Soil Nutrients

A high level introduction to soil, agronomy, and nutrients.

Note: This content is largely copied from the work I did for The Growing Group. At that time, I spent many weeks studying and simplifying the dynamics of soil and how nutirents are delivered into plants and crops. This is a single (albeit long) article which introduces some of the main topics that factor into soil health.

Phosphate

Phosphate is essentially a rock that is mined throughout the world, which contains a macro-nutrient used by plants – Phosphorus. Phosphorus plays a role in many of the complex functions of a plant. When adequate supplies of Phosphorus are available within the plant it can promote or enhance the following benefits:

  • Early root formation and growth
  • Greater flowering and seed production
  • Fruit, vegetable, and grain quality
  • Better growth in cold temperatures
  • Water use efficiency
  • Early maturation of fruit and grain

Phosphorous is a highly reactive element. The majority of Phosphorous in most soil is in essentially insoluble forms and unavailable to plants. In most situations there is very little soluble Phosphorus in the soil at any point in time. It has been estimated that at any point in time, the solution/available forms of Phosphorus in many soils may only amount to from 0.01 to 0.06 ppm (0.02-0.12 lb P/acre). This Phosphorus will typically move no more than about one tenth of an inch in the soil. Roots quickly deplete the 0.10 inch cylinder of soil around each root and must continually grow into new areas of the soil to maintain adequate Phosphorus intake. Phosphorus is held within the soil in 3 different “Pools”:

The Solution Pool

This is the primary pool in which phosphorus is available to the plant, and is stored in the soil solution

The Active Pool

This is the pool that feeds the Solution Pool, or conversely may withdraw phosphate from the Solution Pool if the quantities of phosphorus in the Solution Pool are extremely concentrated. In this pool the phosphorus is adsorbed to particles in the soil, ready to feed the Solution Pool. It can also provide phosphorus in small amounts to the plant roots.

The Fixed Pool

The Fixed Pool contains very insoluble phosphate that may remain unavailable to plants for many years. Conversion into the the Active Pool occurs very slowly. Within the Solution Pool plants will take up nearly all Phosphorus as either Primary orthophosphate anion or Secondary orthophosphate anion.

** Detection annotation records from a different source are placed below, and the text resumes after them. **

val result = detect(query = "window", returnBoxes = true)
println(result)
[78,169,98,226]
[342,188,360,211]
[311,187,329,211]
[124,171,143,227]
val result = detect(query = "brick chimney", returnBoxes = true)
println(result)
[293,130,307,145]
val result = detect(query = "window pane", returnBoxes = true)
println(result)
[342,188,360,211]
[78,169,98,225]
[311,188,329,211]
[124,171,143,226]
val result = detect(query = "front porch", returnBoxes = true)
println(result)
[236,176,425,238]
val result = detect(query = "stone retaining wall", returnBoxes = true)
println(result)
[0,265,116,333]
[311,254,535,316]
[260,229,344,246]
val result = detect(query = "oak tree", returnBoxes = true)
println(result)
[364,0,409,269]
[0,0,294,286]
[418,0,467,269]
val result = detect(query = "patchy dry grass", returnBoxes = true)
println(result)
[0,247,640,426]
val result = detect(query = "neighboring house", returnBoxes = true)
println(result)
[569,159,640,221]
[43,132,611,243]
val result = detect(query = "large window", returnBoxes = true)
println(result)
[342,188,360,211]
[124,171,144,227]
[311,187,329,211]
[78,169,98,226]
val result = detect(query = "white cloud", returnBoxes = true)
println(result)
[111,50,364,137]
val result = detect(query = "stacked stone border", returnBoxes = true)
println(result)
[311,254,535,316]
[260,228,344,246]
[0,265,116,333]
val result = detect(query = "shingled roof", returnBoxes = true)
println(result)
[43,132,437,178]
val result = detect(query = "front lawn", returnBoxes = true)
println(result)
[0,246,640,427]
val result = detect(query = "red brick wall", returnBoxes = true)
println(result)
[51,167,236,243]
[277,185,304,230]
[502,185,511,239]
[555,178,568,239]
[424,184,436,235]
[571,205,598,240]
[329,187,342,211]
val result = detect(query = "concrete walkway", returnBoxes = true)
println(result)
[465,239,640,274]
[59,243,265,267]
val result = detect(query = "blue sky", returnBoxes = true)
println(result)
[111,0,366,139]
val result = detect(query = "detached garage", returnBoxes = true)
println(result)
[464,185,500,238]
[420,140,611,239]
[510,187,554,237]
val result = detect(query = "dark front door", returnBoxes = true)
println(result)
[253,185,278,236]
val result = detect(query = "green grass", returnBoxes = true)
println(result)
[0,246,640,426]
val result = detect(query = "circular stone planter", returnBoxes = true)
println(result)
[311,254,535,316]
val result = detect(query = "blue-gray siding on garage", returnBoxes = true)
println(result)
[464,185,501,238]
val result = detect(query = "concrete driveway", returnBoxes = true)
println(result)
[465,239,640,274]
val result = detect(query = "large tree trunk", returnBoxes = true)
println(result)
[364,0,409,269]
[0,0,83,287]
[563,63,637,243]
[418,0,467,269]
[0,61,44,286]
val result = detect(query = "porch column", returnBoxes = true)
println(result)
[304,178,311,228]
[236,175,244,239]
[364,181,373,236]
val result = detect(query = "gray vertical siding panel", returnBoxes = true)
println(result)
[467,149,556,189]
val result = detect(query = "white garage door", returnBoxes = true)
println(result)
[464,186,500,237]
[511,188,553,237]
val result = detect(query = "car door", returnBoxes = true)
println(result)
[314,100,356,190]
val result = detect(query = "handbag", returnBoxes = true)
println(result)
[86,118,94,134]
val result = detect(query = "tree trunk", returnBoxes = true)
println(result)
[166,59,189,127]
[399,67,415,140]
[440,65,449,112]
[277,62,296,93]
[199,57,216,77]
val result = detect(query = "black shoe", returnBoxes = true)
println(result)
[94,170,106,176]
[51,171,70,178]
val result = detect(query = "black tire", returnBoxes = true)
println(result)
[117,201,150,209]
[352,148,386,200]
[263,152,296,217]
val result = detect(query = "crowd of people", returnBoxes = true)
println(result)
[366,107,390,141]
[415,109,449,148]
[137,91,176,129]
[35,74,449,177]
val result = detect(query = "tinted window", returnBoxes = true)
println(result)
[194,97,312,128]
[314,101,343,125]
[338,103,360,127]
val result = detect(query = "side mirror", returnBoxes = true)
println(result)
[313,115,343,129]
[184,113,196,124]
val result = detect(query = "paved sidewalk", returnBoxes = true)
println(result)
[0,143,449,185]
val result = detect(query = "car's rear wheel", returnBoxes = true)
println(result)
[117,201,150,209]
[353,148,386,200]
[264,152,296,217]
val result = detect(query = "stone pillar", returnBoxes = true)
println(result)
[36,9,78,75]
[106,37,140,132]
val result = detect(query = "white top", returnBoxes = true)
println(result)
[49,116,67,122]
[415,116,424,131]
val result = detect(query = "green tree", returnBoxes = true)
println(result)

Primary orthophosphate is taken up about 10 times as readily as the secondary orthophosphate form. All Phosphorus sources applied to the soil must be converted to the orthophosphate forms before a plant can utilize them. However, applying these forms of Phosphorus to the soil does not guarantee that they will remain in that form for very long. Because phosphorous is highly reactive, it is readily converted to other, less soluble forms. The particular forms that are created depend on other soil factors such as the soil pH, temperature, moisture, other elements, and others. This is one reason all aspects of the soil must be optimized before plants will perform at their best.